By André Sobocinski, Historian, Bureau of Medicine and Surgery (BUMED)
Oral histories are basic tools used to capture first-hand accounts and memories of particular events, time periods, as well as personal and career experiences.
For the last thirty years, Bureau of Medicine (BUMED) has operated an active oral history program designed to document Navy Medicine’s own stories for posterity. The very existence of this program can be credited to longtime BUMED Historian, Jan K. Herman.
On April 9, 2015, Herman was awarded the prestigious Forrest C. Pogue Award for excellence in oral history at the annual Mid-Atlantic Oral History Association Region (OHMAR) Conference in Camden, New Jersey.
Named after World War II Army oral historian Forrest C. Pogue who helped pioneer the practice of capturing historical interviews “fresh off the battlefield”, the award has been given by OMHAR annually since 1979 as a lifetime achievement in the field of oral history.
While serving as BUMED Historian from 1979 until his retirement in 2012, Herman established a robust oral history program for documenting the career experiences of Navy Medical personnel, both active duty and retired. The program began with an interview conducted with Wheeler Lipes, a former Independent Duty Corpsman who performed a lifesaving appendectomy aboard the submarine Seadragon in 1942.
“I tracked him down and he agreed to be interviewed about his experiences,” Herman recalled. “I remember I used a cheap cassette recorder which I held up to the phone. It was real high tech.”

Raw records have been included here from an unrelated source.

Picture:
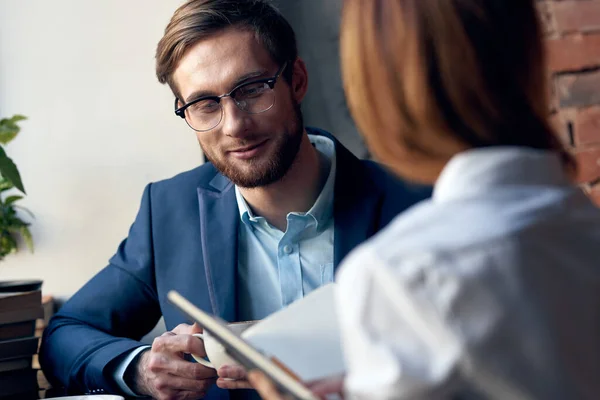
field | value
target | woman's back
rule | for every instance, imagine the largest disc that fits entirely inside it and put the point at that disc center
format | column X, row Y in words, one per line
column 494, row 281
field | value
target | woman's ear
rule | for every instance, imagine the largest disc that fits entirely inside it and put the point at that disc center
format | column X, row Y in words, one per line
column 299, row 80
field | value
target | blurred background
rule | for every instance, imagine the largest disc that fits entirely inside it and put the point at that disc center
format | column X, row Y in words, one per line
column 101, row 127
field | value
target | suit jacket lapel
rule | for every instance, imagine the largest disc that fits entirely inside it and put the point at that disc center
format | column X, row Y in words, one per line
column 219, row 219
column 355, row 204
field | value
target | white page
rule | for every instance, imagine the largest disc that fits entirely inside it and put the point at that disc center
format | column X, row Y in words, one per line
column 305, row 336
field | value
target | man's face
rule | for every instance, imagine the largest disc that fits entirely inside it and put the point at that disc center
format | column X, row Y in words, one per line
column 250, row 149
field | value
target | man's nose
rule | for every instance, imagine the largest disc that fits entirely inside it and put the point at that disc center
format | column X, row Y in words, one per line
column 235, row 121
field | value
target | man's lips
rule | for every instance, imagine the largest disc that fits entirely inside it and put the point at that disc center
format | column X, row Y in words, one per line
column 248, row 151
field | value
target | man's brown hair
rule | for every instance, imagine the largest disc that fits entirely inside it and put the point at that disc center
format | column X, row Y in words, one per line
column 428, row 78
column 199, row 19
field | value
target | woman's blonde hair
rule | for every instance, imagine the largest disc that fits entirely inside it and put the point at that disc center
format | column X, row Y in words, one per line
column 426, row 79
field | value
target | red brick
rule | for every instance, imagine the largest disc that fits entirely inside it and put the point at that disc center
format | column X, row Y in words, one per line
column 561, row 128
column 578, row 90
column 574, row 52
column 572, row 16
column 587, row 126
column 588, row 161
column 546, row 17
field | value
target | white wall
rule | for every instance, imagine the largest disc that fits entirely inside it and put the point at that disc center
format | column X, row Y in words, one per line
column 100, row 127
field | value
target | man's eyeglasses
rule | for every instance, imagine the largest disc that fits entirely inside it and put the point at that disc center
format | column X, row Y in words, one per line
column 206, row 112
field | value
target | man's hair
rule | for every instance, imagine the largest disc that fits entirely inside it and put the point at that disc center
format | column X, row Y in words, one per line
column 200, row 19
column 425, row 77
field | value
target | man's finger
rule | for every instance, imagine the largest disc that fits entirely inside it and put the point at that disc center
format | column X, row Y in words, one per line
column 179, row 344
column 232, row 372
column 191, row 370
column 186, row 329
column 233, row 384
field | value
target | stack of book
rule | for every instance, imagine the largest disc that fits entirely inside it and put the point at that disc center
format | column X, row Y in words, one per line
column 18, row 344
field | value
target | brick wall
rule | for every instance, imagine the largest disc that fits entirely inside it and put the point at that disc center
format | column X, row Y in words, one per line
column 573, row 32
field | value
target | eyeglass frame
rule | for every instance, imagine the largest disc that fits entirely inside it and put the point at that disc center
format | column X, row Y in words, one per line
column 271, row 81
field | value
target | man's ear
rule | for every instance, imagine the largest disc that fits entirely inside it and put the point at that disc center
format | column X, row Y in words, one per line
column 299, row 80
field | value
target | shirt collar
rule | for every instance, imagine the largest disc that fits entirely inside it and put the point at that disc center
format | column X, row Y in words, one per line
column 478, row 171
column 322, row 209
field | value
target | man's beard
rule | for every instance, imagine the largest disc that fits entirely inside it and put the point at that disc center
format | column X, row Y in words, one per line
column 265, row 172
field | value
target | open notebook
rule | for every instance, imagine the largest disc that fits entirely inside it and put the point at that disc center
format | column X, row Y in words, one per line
column 242, row 351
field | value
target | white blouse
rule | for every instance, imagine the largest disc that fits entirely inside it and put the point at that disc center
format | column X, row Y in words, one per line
column 491, row 289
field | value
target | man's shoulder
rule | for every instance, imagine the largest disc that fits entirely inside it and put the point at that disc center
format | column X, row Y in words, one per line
column 199, row 176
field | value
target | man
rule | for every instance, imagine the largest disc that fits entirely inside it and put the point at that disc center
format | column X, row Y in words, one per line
column 262, row 224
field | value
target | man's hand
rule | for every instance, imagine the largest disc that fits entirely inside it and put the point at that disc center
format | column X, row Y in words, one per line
column 232, row 377
column 265, row 387
column 164, row 374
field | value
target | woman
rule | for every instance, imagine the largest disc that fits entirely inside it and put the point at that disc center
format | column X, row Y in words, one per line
column 489, row 289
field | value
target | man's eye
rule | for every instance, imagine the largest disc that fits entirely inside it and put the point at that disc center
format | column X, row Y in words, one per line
column 205, row 106
column 252, row 90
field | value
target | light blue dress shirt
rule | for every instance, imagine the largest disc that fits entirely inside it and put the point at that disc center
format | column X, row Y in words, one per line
column 276, row 268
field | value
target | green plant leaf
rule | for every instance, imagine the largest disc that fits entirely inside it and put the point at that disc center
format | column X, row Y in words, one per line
column 24, row 209
column 27, row 237
column 8, row 131
column 5, row 185
column 11, row 199
column 9, row 128
column 9, row 171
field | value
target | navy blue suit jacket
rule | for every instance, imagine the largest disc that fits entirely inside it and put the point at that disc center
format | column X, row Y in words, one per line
column 185, row 238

Herman would go on to befriend Lipes and, with many other interview subjects, develop bonds that would last a lifetime.
“The Lipes interview was certainly one of my favorites because it turned into a lifelong friendship,” Herman related. “In his later years we would talk every week or so and I would always ask him if I could record it. These conversations afforded ample opportunities to capture additional stories about life in the submarine service and even tales about meeting luminaries like Albert Einstein.”
Over the years, Herman sought out other medical veterans, each with their own stories and each another part of Navy Medicine’s historical mosaic.
In his 33 years as medical historian, Herman would capture hundreds of first-hand accounts of medical personnel who had been prisoners of war, received the Medal of Honor, and served in the very battles and events that have helped defined the U.S. Navy and Marine Corps—from Midway to Okinawa, the Chosin Reservoir to Khe Sanh.
Herman adapted many of these narratives into articles, books and films, including the six-part World War II documentary series, Navy Medicine at War.
“This award is being given to Jan Herman for his pioneering work in Navy Medicine education,” said Dr. David Winkler, Naval Historical Foundation Historian and member of OMHAR. “For over thirty years Herman was able to use these interviews as teaching tools for understanding the past.”
Herman admits the award is tremendous honor but as he joked, “I had always had my sights set on a Nobel, but for an oral historian this is my Nobel and I feel honored to receive it.”